What a waste! Steve Obeegadoo tried to challenge the status quo but, in spite of being aware of the way his party operates, chose to go public on certain issues he knew were considered sensitive. His clash with Bérenger proved fatal to him. He enjoys more support outside than inside his party. That explains why he and a few others around him thought they could outsmart Bérenger but find themselves today left in the lurch.
Is he really in the lurch? If he is popular outside, won’t he find his way to power?
He can create his own political party and draw a couple of thousand votes around the country in the next general election probably not even enough to aspire to a good-loser seat in the National Assembly or his party could become an appendix to a bigger one that is prepared to accept him as an electoral partner. Or he might team up with the Muvman Liberater (ML) in alliance with the MSM, and get himself elected and, as you say, find his way to power… But all these are, at this early stage, mere speculation.
But it’s not just Obeegadoo who has left the MMM. There seems to be a haemorrhage within the party. As a former militant, does that not worry you?
No it doesn’t; instead, it pains me that the ideals which the party strongly stood for have almost all vanished into thin air. Today, personality clashes, jockeying for positions, power-grabbing at all costs, back-biting hold sway within the party at the expense of genuine ideological debate, unity of purpose and the interest in providing solutions to ensure public well-being.
Is there any way to stop the ills you are enumerating?
The answer to this question lies with the leader of the MMM and his politburo.
The opposition, still disjointed, is talking about a snap election. Is there a possibility or is it the usual wishful thinking?
The MSM/ML government will hold onto power till the last, except if the Privy Council rules against Pravind Jugnauth, when pressure on him to step down both as prime minister and MP will become untenable. There is absolutely no reason, in view of the comfortable majority they command in the National Assembly, for the prime minister to call for a snap election, in spite of the misdemeanours of several of MSM MPs, who are being encouraged to stay put in front of rising discontent in the population against the latter, lest they resign their seat and provoke a by-election.
Is Pravind Jugnauth really scared of a by-election?

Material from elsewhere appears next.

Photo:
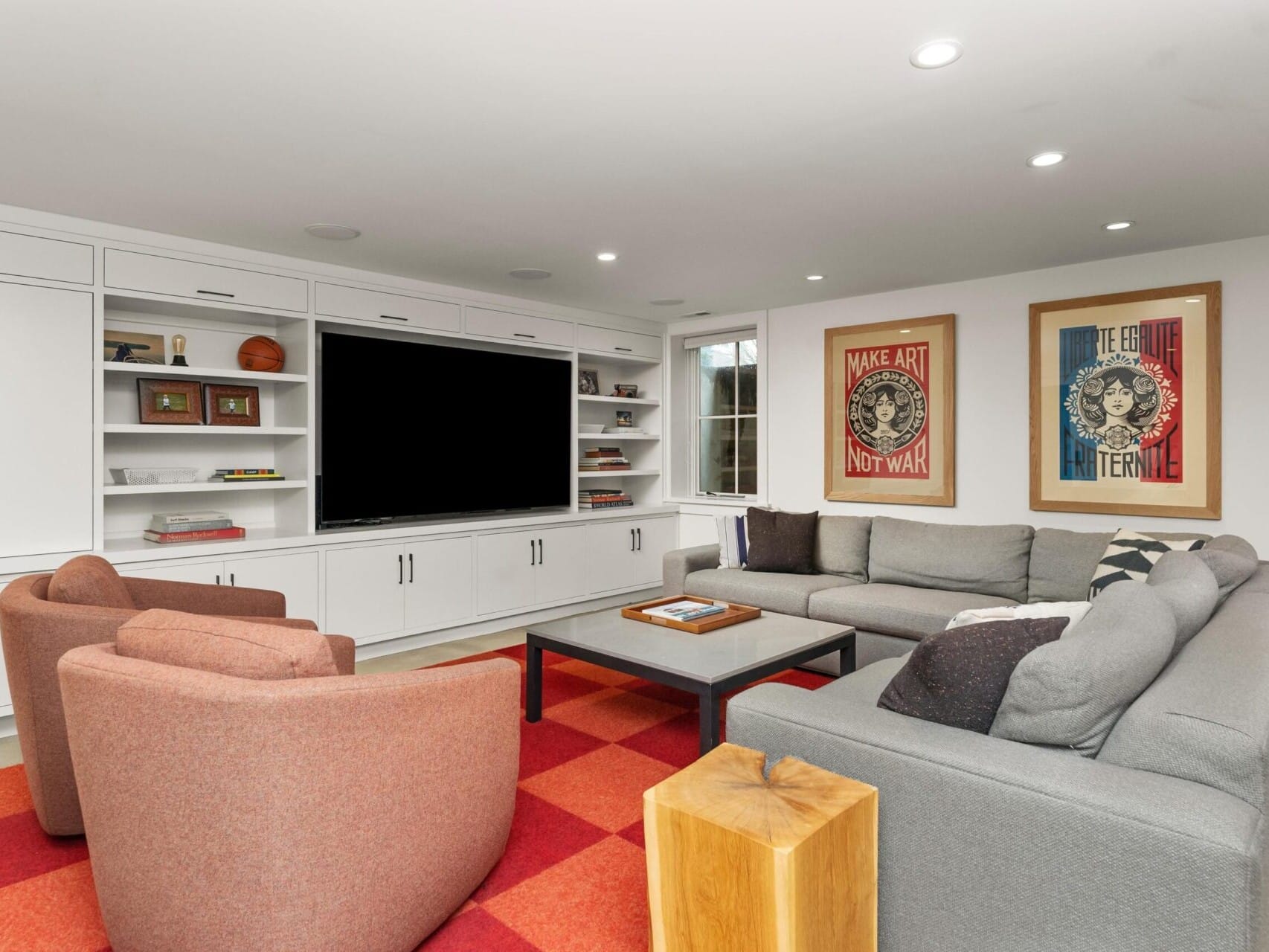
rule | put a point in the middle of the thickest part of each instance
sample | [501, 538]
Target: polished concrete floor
[404, 662]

This is the only conclusion any reasonable person can reach when a political leader refuses to take his party members to task and ask them to step down as MP when they have been found guilty of serious misconduct or caught red-handed in some awkward situations. I seem to remember that his party was absent for the Quatre Bornes by-election, a first in the history of elections in Mauritius when a party in power chose to abstain from presenting a candidate at a bye-election and which saw the victory of the Labour Party’s Arvind Boolell. If this is not being scared then it can only reflect the immaturity of that political party’s leadership; its failure to contest the by-election constitutes a blot on our democracy.